И, подтверждая мою догадку, женщина спросила:

– Слушай, отчего ты такой?..

– Какой такой?

– Не знаю, как тебе и сказать… Ну, тихий… будто томит тебя что-то… Да ты и сам знаешь. Может, говорить не хочешь?

Мы замолчали. Вагон тихо покачивался, и в лад ему покачивались у погасшей печурки спящие бойцы. По обледенелым окнам пробегали смутные тени, и я не то чтобы задремал, а забылся, не расставаясь с явью. И вдруг я почувствовал, как, подымаясь от колен к бедрам, к груди, меня охватывает знакомый невыносимый зуд. Я стискиваю зубы так, что больно становится голове, щиплю себя за руку, чтобы болью прогнать зуд, но ничего не помогает. Как воспаленная, горит кожа, каждая точка тела словно ущемлена крошечным острым клювиком. Мне нестерпимо стыдно, но что тут поделаешь! Я начинаю тереться спиной о лавку, чешу колено о колено, вначале тихо, незаметно, все время поглядывая на мою спутницу, затем все сильнее, отчаяннее и неистовей…

– Чего только в этих поездах не наберешься, – слышится ее спокойный, доброжелательный голое. Ты, как приедешь, в баньку сходи. У нас в Анне баня замечательная. Каждый день горячая вода, парилка работает.

– Да нет, это не то… – проговорил я. – Меня землей засыпало. Вот и зудит…

Она приподняла голову и пристально посмотрела на меня в темноте.

– Ты контуженный?..

– Ну да… В госпиталь на комиссию еду, наверное меня демобилизуют.

– А как же, разве можно больного человека в армии держать! Врачи разберутся, ты не беспокойся, – утешила она меня.

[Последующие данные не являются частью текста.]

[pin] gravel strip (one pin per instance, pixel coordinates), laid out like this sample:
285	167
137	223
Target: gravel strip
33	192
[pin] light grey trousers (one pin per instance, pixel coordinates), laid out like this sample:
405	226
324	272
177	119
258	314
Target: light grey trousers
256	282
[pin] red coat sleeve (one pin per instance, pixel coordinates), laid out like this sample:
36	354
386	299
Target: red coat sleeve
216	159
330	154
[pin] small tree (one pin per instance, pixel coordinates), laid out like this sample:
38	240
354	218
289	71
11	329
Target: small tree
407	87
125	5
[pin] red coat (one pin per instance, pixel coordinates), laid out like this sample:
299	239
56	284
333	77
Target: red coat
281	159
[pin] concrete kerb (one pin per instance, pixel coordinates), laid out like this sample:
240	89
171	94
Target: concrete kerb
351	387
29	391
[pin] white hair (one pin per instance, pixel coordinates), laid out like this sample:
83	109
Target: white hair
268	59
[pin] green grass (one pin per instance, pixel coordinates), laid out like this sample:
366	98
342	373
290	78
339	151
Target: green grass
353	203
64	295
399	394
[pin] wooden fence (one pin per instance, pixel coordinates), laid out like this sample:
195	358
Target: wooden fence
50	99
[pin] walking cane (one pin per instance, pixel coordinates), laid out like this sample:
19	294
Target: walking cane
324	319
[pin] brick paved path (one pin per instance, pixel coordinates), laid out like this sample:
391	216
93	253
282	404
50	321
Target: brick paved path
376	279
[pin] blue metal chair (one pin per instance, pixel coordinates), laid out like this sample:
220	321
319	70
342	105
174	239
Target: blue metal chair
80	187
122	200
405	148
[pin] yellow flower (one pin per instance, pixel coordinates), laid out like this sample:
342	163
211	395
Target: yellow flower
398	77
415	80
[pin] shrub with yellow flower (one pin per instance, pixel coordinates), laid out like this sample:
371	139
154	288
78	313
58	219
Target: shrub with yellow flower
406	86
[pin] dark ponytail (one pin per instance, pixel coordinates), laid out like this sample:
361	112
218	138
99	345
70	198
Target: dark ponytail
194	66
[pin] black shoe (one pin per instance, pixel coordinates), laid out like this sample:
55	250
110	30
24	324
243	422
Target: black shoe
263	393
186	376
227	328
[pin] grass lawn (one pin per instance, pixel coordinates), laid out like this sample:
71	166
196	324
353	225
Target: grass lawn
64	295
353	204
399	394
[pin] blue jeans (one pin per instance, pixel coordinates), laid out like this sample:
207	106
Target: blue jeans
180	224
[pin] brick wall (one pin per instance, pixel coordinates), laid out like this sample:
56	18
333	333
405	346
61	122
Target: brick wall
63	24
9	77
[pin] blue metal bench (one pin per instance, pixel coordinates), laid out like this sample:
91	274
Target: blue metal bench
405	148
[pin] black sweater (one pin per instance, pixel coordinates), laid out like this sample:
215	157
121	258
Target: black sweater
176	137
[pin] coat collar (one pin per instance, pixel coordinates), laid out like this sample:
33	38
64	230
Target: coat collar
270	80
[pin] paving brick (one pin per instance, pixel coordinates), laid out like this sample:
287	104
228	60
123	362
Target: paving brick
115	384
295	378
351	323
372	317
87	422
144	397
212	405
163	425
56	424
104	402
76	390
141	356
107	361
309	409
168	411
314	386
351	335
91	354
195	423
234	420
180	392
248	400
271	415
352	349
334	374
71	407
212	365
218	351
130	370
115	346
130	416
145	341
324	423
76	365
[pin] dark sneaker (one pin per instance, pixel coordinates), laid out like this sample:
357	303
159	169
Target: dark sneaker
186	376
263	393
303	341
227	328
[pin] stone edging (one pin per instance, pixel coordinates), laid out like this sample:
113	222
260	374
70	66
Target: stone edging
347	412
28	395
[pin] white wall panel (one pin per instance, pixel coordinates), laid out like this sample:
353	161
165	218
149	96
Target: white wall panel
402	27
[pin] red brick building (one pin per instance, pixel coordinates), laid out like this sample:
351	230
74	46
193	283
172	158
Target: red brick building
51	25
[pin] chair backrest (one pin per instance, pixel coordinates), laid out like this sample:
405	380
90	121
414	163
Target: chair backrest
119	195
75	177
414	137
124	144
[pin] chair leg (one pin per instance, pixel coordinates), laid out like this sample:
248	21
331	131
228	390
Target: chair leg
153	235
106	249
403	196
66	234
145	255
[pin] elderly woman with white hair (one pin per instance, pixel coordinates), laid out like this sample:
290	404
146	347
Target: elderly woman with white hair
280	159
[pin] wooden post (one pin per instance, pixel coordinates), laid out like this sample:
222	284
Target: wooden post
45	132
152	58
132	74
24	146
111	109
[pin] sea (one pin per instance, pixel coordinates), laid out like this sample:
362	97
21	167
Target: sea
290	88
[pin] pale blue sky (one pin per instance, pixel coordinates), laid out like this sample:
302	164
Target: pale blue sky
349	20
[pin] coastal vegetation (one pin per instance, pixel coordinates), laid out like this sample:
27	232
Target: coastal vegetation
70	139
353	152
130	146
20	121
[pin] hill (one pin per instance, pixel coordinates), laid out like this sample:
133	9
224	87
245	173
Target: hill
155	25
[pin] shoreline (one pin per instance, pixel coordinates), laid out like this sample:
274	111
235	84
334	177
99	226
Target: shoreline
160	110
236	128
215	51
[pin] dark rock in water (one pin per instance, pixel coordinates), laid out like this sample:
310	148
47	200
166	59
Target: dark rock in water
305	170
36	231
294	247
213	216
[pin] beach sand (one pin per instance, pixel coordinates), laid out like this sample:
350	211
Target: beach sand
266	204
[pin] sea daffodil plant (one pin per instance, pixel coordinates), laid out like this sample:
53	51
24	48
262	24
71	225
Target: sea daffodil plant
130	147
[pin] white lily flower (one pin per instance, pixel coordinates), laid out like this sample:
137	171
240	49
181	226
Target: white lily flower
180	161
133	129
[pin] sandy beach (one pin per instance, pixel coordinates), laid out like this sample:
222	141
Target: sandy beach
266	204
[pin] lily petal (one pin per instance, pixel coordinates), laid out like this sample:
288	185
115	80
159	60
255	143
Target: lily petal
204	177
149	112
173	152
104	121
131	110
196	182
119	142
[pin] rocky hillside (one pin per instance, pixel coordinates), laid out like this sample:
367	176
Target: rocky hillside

– Этого-то я и боюсь. Мне никак нельзя без армии.

Она отвела голову, и я снова почувствовал на себе ее долгий, изучающий взгляд.

– А ты не поддавайся! – произнесла она так горячо и убежденно, словно не уверяла за минуту перед тем, что меня непременно демобилизуют. – Коли чувствуешь, что одолеешь болезнь, стой на своем. Врачи тоже люди, поймут. Ты только тихим не будь, покорным, а то враз свой шанс выпустишь…

Мы еще долго говорили с ней в темноте мерно качающегося, глухо скрипящего вагона, и я чувствовал, что мне передаются ее силы и ее вера. А потом мы дремали друг возле друга. Просыпаясь от резких толчков, я чувствовал запах ее волос, легкое, как у ребенка, дыхание касалось моей щеки.

В Анну мы приехали досветла.

– Мы увидимся еще? – спросил я потерянно, когда мы вышли на темную, неосвещенную платформу.

– Конечно, – просто сказала она. – Ты приходи к нам, дом сорок два. Да ты плохо город знаешь, давай лучше встретимся на базаре, часов в десять… Сможешь?

– Смогу.

Она быстро коснулась моей руки. Резиновые сапоги, подвернутые ниже колен, короткий жакетик мелькнули в последний раз и скрылись за решеткой платформы.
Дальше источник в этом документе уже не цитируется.